Video posted to YouTube shows the enormous structure crumbling to the ground, decimated in the wake of the storm. The huge GE turbine snapped like a toothpick, a rare sight to see.
A spokesperson for the Public Service Company of Oklahoma said the area had been secured. They reported no injuries because of the incident.
The company stated the cause of the incident remains under investigation. The scene appeared similar to a wind turbine struck by lightning in Texas in late July. Because of this, many believe the Oklahoma wind turbine was struck with lightning, too. However, this has yet to be confirmed.
Doppler radar indicates plenty of lightning around the Traverse facility at the time of the incident. However, lightning hasn’t been ruled out as authorities continue investigating.
The 356 GE turbine-powered wind farm spans two counties in Oklahoma. The site is considered to be one of the world’s largest wind farms. However, the Public Service Company of Oklahoma reported no other damage at the site other than the lone turbine.
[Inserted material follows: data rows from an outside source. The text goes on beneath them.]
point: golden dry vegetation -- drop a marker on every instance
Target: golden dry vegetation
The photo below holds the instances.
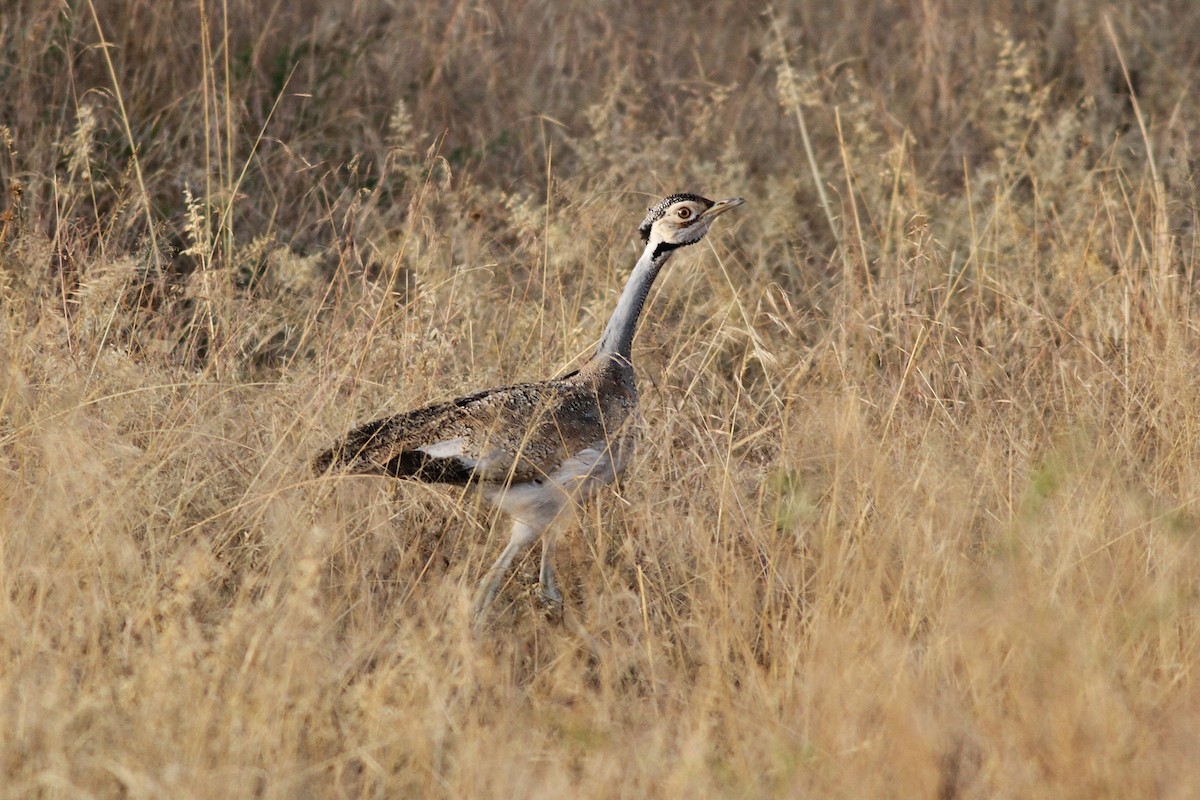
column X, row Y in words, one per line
column 915, row 512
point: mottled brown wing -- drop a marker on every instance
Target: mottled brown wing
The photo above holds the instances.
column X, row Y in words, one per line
column 513, row 433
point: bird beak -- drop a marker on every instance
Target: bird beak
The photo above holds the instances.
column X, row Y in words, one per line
column 721, row 206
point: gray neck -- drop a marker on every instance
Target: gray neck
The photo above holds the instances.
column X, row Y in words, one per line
column 618, row 334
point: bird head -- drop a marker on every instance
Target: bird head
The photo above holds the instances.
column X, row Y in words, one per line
column 682, row 220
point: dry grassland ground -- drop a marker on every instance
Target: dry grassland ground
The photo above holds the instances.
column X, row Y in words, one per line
column 915, row 513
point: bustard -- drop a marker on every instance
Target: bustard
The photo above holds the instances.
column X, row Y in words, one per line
column 535, row 450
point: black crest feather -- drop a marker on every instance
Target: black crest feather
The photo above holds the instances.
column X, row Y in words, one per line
column 655, row 211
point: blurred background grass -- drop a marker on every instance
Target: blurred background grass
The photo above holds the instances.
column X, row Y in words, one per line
column 915, row 513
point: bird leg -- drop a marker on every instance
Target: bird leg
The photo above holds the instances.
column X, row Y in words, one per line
column 519, row 542
column 550, row 594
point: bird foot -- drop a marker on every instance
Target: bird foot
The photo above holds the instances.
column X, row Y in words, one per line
column 551, row 601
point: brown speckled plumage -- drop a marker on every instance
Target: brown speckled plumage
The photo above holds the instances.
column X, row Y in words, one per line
column 509, row 434
column 535, row 450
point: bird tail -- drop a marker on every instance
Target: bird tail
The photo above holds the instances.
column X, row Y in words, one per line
column 375, row 450
column 359, row 452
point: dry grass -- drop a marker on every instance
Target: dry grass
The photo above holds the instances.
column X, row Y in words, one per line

Oklahoma Wind Turbines and Turbines Across Country Have Endangered Eagle Populations
Recently, an American wind energy company called ESI Energy, Inc. is in hot water with authorities. The company pleaded guilty to federal criminal charges related to the death of at least 150 bald and golden eagles. According to Reuters, ESI Energy Inc., a subsidiary of NextEra Energy Inc., will spend over $27 million in an effort to prevent future death.
Most of the deaths of these bald and golden eagles occurred from the turbines’ blades slicing the birds mid-flight.
ESI Energy entered a plea agreement for violating the Migratory Bird Treaty Act (MBTA), the U.S. Justice Department reported. Federal law strictly prohibits endangering bald eagles, specifically because the bird serves as our national emblem.
According to court documents, most of the eagles killed weren’t bald eagles but golden eagles.
However, some bald eagles did die, an action that rightfully incenses many. While the US uses the bald eagle to symbolize its democracy and national unity, countries like Afghanistan, Mexico, Egypt, Germany, and Scotland use the golden eagle as a symbol of their respective countries.
Recently, conservationists took the bald eagle from the endangered species list in 2007. Decades of efforts to restore the population paid off. However, the golden eagle faces greater threats of depopulation than bald eagles. Golden eagles face endangerment from wind farms, illegal hunters, and habitat destruction.